Though Solis has held a sanctioning-body belt at 130 lb., he was far from a top-notch opponent. Nevertheless, the ease with which Gamboa (20-0, 16KO) blew threw him leads to speculation about how he will do against the best of the featherweights.

This was yet another fight that leaves boxing fans calling for a unification bout between two of the three best featherweights: Gamboa and Juan Manuel Lopez.

Lopez wants it.

“Of course I do,” said Lopez, who was in attendance. “The only thing I have to do is face [Orlando] Salido, but we can do it. I never said no. Gamboa never said no. So we have to do it.”

Gamboa likely wants it, too. But he also knows that he and Lopez share the same promoter, and so they will not fight until it is worth it to Top Rank to risk one of its investments.

“Top Rank is going to put that fight very far away or at a far distance because they know I will beat him,” Gamboa said afterward. “I want Chris John or anyone else in the 126 or 130 lb. division.”

John is the other top featherweight. A win over him would propel him even closer to a fight against Lopez. Those two victories wouldn’t just justify the mystique or solidify him as a top titleholder and a true talent.

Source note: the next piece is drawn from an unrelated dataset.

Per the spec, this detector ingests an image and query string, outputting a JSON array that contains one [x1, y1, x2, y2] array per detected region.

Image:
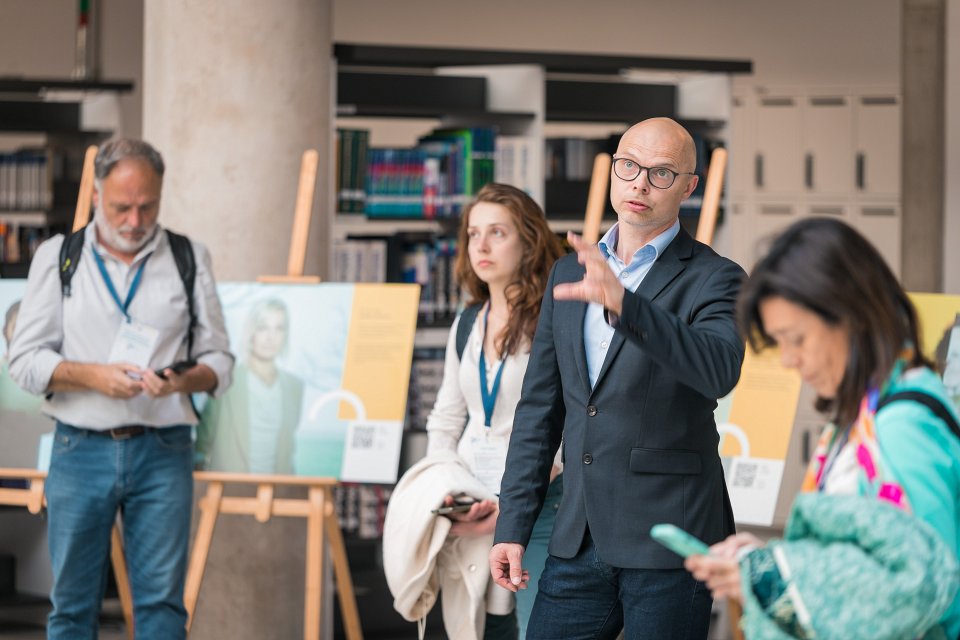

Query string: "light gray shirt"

They would confirm that Gamboa is special.

Garcia TKOs Remillard

For the first seven rounds, the battle of unbeaten featherweights Miguel Angel Garcia and Matt Remillard seemed destined to be the kind of match that only the truest of boxing fans could admire.

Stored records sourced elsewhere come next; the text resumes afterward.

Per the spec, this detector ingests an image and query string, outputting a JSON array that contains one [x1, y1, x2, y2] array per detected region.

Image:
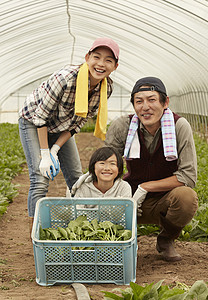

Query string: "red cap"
[[89, 37, 119, 59]]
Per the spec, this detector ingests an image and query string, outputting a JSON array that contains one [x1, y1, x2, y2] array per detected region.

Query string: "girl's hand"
[[39, 149, 57, 180]]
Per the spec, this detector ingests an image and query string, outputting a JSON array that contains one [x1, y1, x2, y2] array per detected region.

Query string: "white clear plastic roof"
[[0, 0, 208, 104]]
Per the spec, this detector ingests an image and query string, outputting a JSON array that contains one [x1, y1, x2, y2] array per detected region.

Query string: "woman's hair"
[[89, 147, 123, 181]]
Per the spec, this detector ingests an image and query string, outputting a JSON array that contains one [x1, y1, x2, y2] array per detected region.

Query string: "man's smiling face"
[[134, 86, 169, 135]]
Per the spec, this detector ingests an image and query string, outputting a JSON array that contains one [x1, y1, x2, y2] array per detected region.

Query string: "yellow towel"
[[75, 63, 108, 140]]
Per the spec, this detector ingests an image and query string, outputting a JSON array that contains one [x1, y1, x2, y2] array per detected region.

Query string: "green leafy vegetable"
[[102, 280, 208, 300], [39, 215, 132, 250]]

Both Garcia and Remillard were content to feel each other out in the opening rounds, with the typically aggressive Garcia successfully outboxing the pure boxer, Remillard.

Remillard was visibly frustrated by the subtle defense of Garcia, who was able to brush off the light blows that did breach his defense.

All of that changed in the eighth, when the 23-year from Oxnard, Calif. broke the fight open with a fight changing left hook from which Remillard, 24, of Manchester, Conn., never seemed to recover.

Garcia, whose trainer/brother is former world champion Roberto Garcia, continued to press his advantage in the ninth. Remillard, who was working with trainer Mike "Micky Red" Skowronski for the first time since splitting with John Scully, appeared to be mentally defeated as he collapsed from a series of blows.

Garcia scored a cleaner knockdown later in the round on a left hook that that caught Remillard's chin exposed in the air.

The ringside doctor appeared close to stopping the fight in Remillard's corner but opted to let the fight continue despite the absence of competition.

Remillard made one final stand before a right hand to the temple collapsed him for a third time in the 10th round. His corner made the right decision this time in not allowing Remillard out for the final rounds, even telling the fighter, “You can blame (us)” after informing the referee of their decision.

Garcia, now 25-0 (21 KO), punched his ticket to bigger paydays, with blockbuster names like Gamboa and Lopez making the featherweight division a good place to be.

Remillard drops to 23-1 (13 KO), suffering his first loss in what served as his debut under the Top Rank banner.

David P. Greisman and Ryan Songalia are members of the Boxing Writers Association of America.